“Fiero di essere un migrante gay e spudorato”. Alla notte degli Oscar sfilano gli anti-Trump

25 Feb 2019 16:45 - di Laura Ferrari

«Abbiamo fatto un film su un omosessuale immigrato, che ha vissuto una vita spudorata. E il fatto che questa sera stiamo festeggiando lui e la sua vita è la prova che abbiamo bisogno di storie come questa». Nelle parole di Rami Malek, vincitore dell’Oscar per il ruolo di Freddy Mercury in “Bohemian Rapsody”, c’è la plastica rappresentazione della notte appena celebrata a Hollywood.

“Ha vinto l’Oscar il più brutto film degli ultimi 15 anni”

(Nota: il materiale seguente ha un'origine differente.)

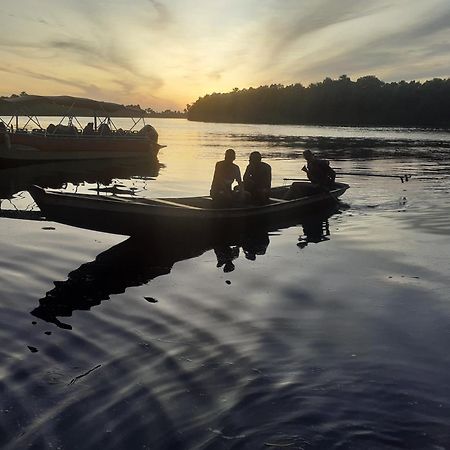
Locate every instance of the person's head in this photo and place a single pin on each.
(254, 158)
(230, 155)
(308, 155)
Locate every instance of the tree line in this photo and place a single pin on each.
(367, 101)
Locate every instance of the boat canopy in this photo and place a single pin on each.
(64, 105)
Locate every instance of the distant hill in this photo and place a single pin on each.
(37, 105)
(367, 101)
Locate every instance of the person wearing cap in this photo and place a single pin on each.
(318, 170)
(225, 174)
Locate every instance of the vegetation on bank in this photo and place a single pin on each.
(367, 101)
(27, 104)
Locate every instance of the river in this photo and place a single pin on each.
(331, 334)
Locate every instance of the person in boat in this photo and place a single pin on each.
(225, 174)
(258, 178)
(104, 129)
(318, 170)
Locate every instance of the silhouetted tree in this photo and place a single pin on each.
(367, 101)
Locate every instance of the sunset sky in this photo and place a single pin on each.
(167, 53)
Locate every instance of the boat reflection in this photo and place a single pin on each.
(57, 175)
(138, 260)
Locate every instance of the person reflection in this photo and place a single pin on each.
(315, 230)
(252, 245)
(225, 255)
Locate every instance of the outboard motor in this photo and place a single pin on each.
(149, 132)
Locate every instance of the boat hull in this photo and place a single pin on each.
(133, 217)
(30, 147)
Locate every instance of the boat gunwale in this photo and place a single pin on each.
(193, 210)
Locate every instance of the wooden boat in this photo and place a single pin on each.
(130, 216)
(67, 142)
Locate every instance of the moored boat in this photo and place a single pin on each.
(131, 216)
(99, 139)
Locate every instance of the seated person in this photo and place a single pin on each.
(318, 170)
(225, 174)
(104, 129)
(88, 130)
(258, 178)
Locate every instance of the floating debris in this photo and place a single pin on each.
(84, 374)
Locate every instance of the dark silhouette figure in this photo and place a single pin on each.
(88, 130)
(318, 170)
(258, 179)
(104, 129)
(225, 174)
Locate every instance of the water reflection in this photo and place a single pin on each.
(57, 175)
(138, 260)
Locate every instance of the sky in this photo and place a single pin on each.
(165, 54)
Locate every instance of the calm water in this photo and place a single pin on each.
(330, 334)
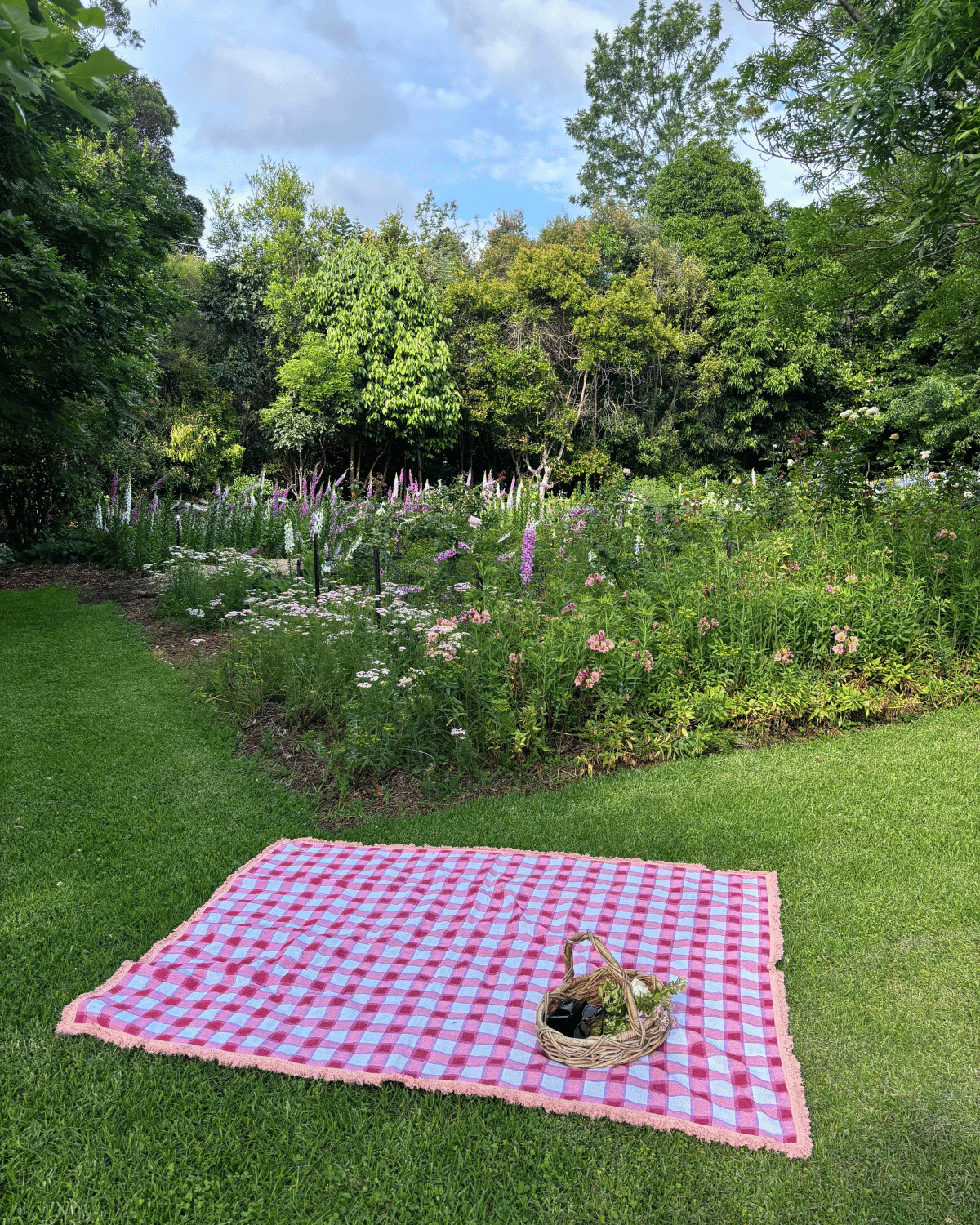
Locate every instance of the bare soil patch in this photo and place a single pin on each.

Un carrozzone allestito per trasmettere messaggi politici ancora prima che artistici. Così molti delle statuette assegnate avevano un chiaro riferimento contro le politiche di Donald Trump. Prendete il film che ha vinto l’Oscar come migliore pellicola. “Greeen book”, storia di un’amicizia tra una pianista jazz nero e il suo autista bianco nell’America degli anni ’60. La sintesi migliore l’ha fornita il quotidiano Los Angeles Times: “Erano almeno quindici anni che un film così brutto vinceva l’Oscar”. Secondo il quotidiano Usa bisogna tornare al 2007, quando il dimenticabile film Crash, gurdacaso anch’esso dedicato ai temi dell’integrazione e dell’immigrazione. E guardacaso con i democratici all’opposizione furente di un presidente repubblicano, in quel caso George W. Bush. 

Freddy Mercury durante uno dei suoi party

Oscar anti-Trump anche al messicano Cuaròn

Insomma, Hollywood si risveglia come un vulcano dimenticato, ogni volta che i dem non sono più al potere. E a quel punto scatena l’artiglieria “pesante”. Pesante nel senso dell’insostenibile pesantezza delle pellicole. Così il messicano Alfonso Cuaròn vince tre Oscar con il film Roma. Una sorta di Amarcord alla messicana, girato in bianco e nero nella Città del Messico degli anni ’70. Chi è abbonato Netflix può valutarlo senza necessità di andare al cinema. Ma proprio l’assenza di film che ti invogliano a fare la fila al botteghino è la grande lacuna dei film premiati in questa occasione. Come se il magico mondo del cinema si fosse fermato a guardarsi l’ombelico. O, peggio, avesse deciso che gli spettatori vanno indottrinati. Perché l’idea che la maggioranza delle persone possa votare Trump o altri leader sovranisti nel mondo, non va proprio giù ai cinematografari americani. La speranza è di far loro cambiare idea: attraverso delle pellicole di propaganda, come ha candidamente ammesso Malek. “Sono figlio d’immigrati anche io – ha detto l’attore di origine egiziana – e abbiamo bisogno di storie come quella di Freddy Mercury“. Tanto per la cronaca, il cantante dei Queen è morto di Aids, dopo una vita di droga e di eccessi. Raccontarla è legittimo. Farne un santo, anche no.